Insights from TEDxToronto

On Friday I was fortunate enough to attend TEDxToronto, which was held at the beautiful Telus Centre for Performance and Learning on Bloor. The venue was filled to the brim with at least 500+ attendees, each with incredibly diverse and interesting backgrounds. It’s obvious that the event organizers put in a ton of hard work, as everything was meticulous. Not to mention the lineup of incredibly inspiring speakers that made their way from around the globe.

First up was the young Bilaal Raajen who delivered a powerful talk about the importance of giving back. His motto of saying ‘no to no’ was in response to people who told him he was too young to make a difference. Amazingly enough, 14-year-old Raajen has raised over $5 million to-date for underprivileged children.

In many ways this can be attributed to what we’re seeing in the startup space, where founders are often very young. Industry players tend to love young founders’ passion and drive, yet struggle to take them seriously when they are delivering an investor pitch or negotiating term sheets. It’s definitely a catch 22, and one that Raajen summarized nicely with his thought that the ‘youth of today are not the leaders of tomorrow, but rather the leaders of today.’

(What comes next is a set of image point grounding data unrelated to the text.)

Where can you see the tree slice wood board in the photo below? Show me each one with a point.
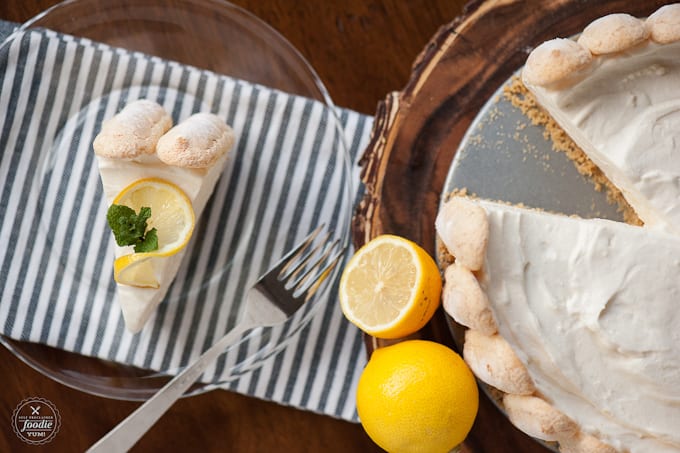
(418, 131)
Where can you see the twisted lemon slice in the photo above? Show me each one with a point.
(172, 216)
(135, 149)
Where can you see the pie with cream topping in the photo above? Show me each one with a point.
(139, 142)
(577, 321)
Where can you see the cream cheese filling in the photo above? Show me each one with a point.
(623, 110)
(137, 304)
(592, 308)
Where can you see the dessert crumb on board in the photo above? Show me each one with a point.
(519, 96)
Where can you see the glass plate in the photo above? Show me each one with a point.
(219, 37)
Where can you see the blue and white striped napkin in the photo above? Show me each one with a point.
(56, 255)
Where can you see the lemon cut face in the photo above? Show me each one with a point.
(390, 288)
(173, 217)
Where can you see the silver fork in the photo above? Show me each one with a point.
(276, 296)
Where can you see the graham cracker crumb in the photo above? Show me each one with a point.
(519, 96)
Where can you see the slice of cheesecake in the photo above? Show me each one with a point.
(615, 92)
(139, 143)
(577, 321)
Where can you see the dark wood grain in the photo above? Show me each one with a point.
(362, 50)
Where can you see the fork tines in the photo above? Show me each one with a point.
(308, 264)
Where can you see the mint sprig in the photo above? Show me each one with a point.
(129, 228)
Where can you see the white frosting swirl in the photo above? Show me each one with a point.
(624, 111)
(592, 308)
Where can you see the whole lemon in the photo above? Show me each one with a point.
(417, 396)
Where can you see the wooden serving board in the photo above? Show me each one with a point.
(417, 132)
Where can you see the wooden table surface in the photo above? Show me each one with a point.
(362, 49)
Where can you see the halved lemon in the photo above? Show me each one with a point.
(390, 288)
(172, 215)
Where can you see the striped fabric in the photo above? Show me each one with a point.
(284, 177)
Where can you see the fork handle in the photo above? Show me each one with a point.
(126, 434)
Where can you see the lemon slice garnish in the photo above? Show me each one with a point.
(173, 217)
(390, 288)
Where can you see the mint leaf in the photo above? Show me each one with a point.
(149, 243)
(129, 228)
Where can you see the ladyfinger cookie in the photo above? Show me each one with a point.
(197, 142)
(133, 132)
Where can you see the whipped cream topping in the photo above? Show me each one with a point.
(137, 304)
(623, 110)
(592, 309)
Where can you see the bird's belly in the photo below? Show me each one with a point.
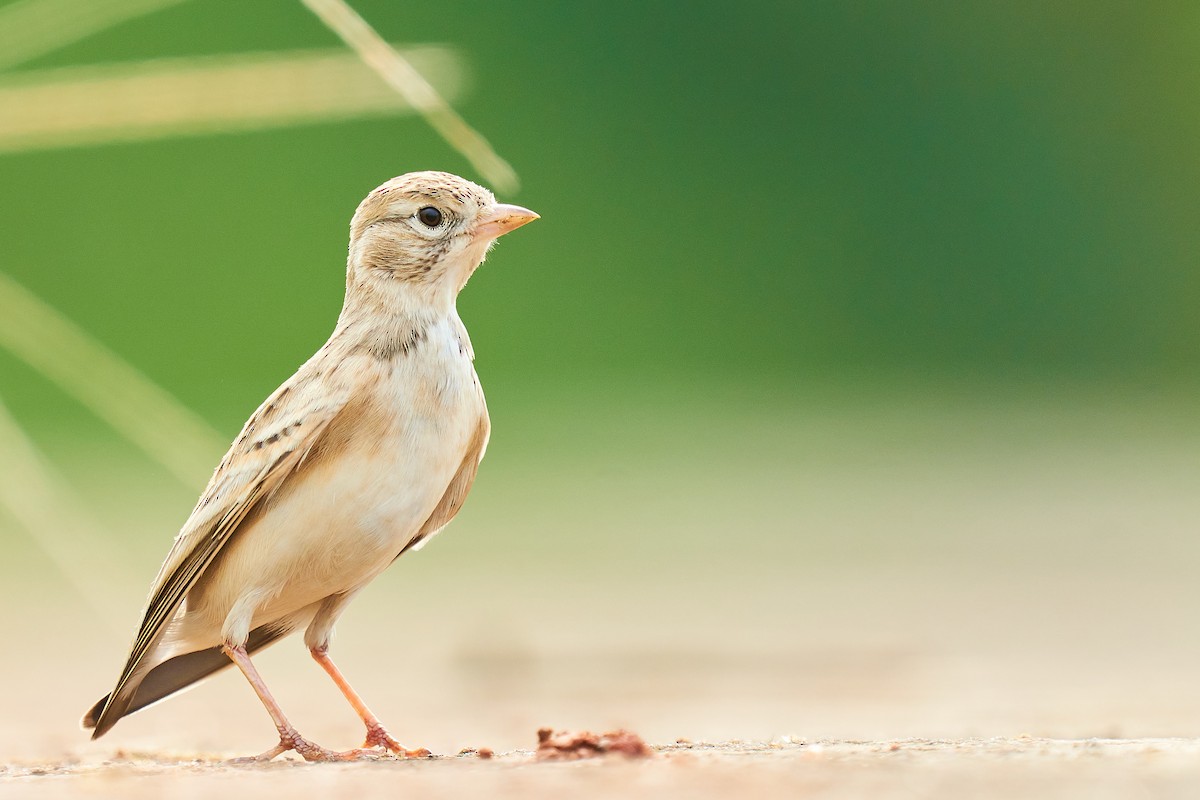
(341, 522)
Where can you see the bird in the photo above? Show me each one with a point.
(363, 455)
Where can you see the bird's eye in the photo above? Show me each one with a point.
(430, 216)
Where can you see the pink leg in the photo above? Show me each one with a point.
(377, 737)
(288, 737)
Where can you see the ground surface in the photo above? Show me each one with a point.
(996, 605)
(995, 768)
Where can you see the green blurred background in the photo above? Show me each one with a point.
(903, 290)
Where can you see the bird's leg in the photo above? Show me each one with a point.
(377, 735)
(288, 737)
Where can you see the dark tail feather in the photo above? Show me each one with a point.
(166, 679)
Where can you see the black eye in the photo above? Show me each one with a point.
(430, 216)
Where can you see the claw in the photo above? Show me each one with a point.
(377, 737)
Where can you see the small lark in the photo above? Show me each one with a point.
(361, 456)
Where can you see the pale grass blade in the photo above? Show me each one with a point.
(125, 102)
(41, 503)
(407, 77)
(34, 28)
(111, 388)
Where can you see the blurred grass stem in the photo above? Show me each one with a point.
(403, 77)
(135, 405)
(42, 503)
(34, 28)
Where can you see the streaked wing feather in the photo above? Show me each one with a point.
(274, 443)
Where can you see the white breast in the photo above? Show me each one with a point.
(352, 512)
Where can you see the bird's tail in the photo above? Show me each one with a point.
(166, 679)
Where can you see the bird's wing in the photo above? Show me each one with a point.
(276, 439)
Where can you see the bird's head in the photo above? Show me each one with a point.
(421, 235)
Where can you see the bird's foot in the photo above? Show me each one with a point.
(291, 740)
(377, 737)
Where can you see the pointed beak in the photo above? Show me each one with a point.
(501, 220)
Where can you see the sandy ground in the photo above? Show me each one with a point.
(972, 768)
(916, 618)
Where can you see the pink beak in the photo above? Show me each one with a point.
(502, 218)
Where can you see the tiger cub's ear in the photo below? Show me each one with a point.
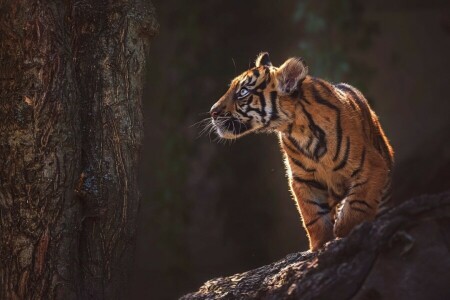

We then got to hear from Brandon Hay – founder of Black Daddies Club, and Rob Spence – aka Eyeborg. Both delivered powerful speeches about their personal journeys in life, and how that led to their initiatives. Hay, having recently lost his father, was inspired to improve the role that fathers play within the black community. Spence, having lost his eye, used this to his advantage by creating an eye-camera!

Looping this back to the world of tech, good ideas often stem from our own personal experiences. Often times you don’t have to look far for the next great venture – rather you just need to look deep within.

Moving along, 17-year-old Nicholas Schiefer graced us with his presence by sharing the outcome of his highschool science project – a search algorithm that works to identify relationships between words, so finding smaller documents becomes easier. In a nutshell, Schiefer was nothing short of genius and could very well be the next Bill Gates!

Towards the end was a moving talk by Dr. Brian Goldman. He spoke about an ‘unhealthy shame in medicine’ where doctors feel the need to be perfect, and are unable to admit to their mistakes. Having made many mistakes himself, Goldman always feels alone and unable to discuss his feelings with fellow colleagues because doing so is too taboo.

Perhaps the world of medicine can take some key lessons from the tech industry, where failed ventures are actually rewarded and a sign of perseverance. At the end of the day we are all human, and as the famous saying goes it’s not about how many times we fall, it’s about how many times we pick ourselves back up and keep going.